Spatio-specific CaMKII activation in cardiomyocytes from hypertensive Dahl salt-sensitive rats.

Hypertension, the number one risk factor for heart failure development, is one of the largest unmet medical needs in cardiovascular medicine. New evidence positions Ca2+/calmodulin-dependent protein kinase II (CaMKII) activation as a driver of hypertension-induced cardiac remodeling. However, it remains to be elucidated what the precise effect of localisation-dependent activation is. Our most recent data show that the spatio-temporal CaMKII activation profile is crucial for determining whether it takes a protective or maladaptive role. Namely, its activation in the cytoplasm and on the nuclear envelope can speed up calcium uptake and release from cellular calcium stores on a beat-to-beat basis, while activation in the nucleoplasm triggers maladaptive gene signaling. We therefore performed subcellular immunocytochemistry analysis directed against phosphorylated CaMKII (pCaMKII) in isolated cardiomyocytes from hypertensive Dahl-salt sensitive rats at two disease stages. Additionally, we treated a subset of cells with the beta-adrenergic agonist isoprenaline to investigate the effect of short term stress induction. We observed lower pCaMKII levels in the nucleoplasm of early-stage hypertensive rats, while levels in the cytoplasm and at the nuclear envelope remained unchanged compared to age-matched control rats. Late-stage hypertension resulted in elevated pCaMKII levels in the cytoplasm, at the nuclear envelope and in the nucleoplasm.
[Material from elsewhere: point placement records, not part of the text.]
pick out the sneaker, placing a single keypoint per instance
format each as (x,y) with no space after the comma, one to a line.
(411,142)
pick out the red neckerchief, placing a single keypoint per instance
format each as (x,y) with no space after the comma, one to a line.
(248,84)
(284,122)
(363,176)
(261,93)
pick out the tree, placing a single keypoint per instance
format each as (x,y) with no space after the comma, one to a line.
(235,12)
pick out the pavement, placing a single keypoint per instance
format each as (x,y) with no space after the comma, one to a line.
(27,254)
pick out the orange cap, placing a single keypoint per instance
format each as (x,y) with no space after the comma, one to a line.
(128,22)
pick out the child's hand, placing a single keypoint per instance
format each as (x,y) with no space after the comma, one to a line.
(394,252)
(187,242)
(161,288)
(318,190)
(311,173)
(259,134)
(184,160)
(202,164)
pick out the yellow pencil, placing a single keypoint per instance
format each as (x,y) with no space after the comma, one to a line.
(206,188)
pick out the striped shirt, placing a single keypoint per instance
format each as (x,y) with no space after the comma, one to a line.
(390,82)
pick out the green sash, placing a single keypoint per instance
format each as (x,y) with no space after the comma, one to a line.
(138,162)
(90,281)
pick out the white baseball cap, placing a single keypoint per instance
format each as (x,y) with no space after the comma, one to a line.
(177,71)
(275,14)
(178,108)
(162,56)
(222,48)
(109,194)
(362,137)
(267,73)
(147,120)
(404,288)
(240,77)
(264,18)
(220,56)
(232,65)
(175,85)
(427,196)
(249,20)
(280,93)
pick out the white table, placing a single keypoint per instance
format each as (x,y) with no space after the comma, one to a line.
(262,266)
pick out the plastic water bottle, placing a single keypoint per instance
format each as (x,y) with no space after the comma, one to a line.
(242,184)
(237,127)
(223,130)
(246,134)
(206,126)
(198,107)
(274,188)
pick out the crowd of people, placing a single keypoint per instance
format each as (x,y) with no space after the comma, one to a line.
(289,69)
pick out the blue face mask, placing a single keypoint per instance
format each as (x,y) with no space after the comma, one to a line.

Upon short-term beta-adrenergic stimulation activation of CaMKII in the cytoplasm and at the nuclear envelope of both groups increased, while only hypertensive rats responded with elevated pCaMKII levels in the nucleoplasm. Taken together, our findings indicate that the spatio-specific CaMKII activation profile is altered in hypertension-induced cardiac remodeling and dependent on the disease stage. Further, hypertension escalates the response of CaMKII to beta-adrenergic stimulation in the nucleoplasm. These findings will provide new evidence to develop better therapeutic strategies fine-tuning spatio-specific CaMKII activation.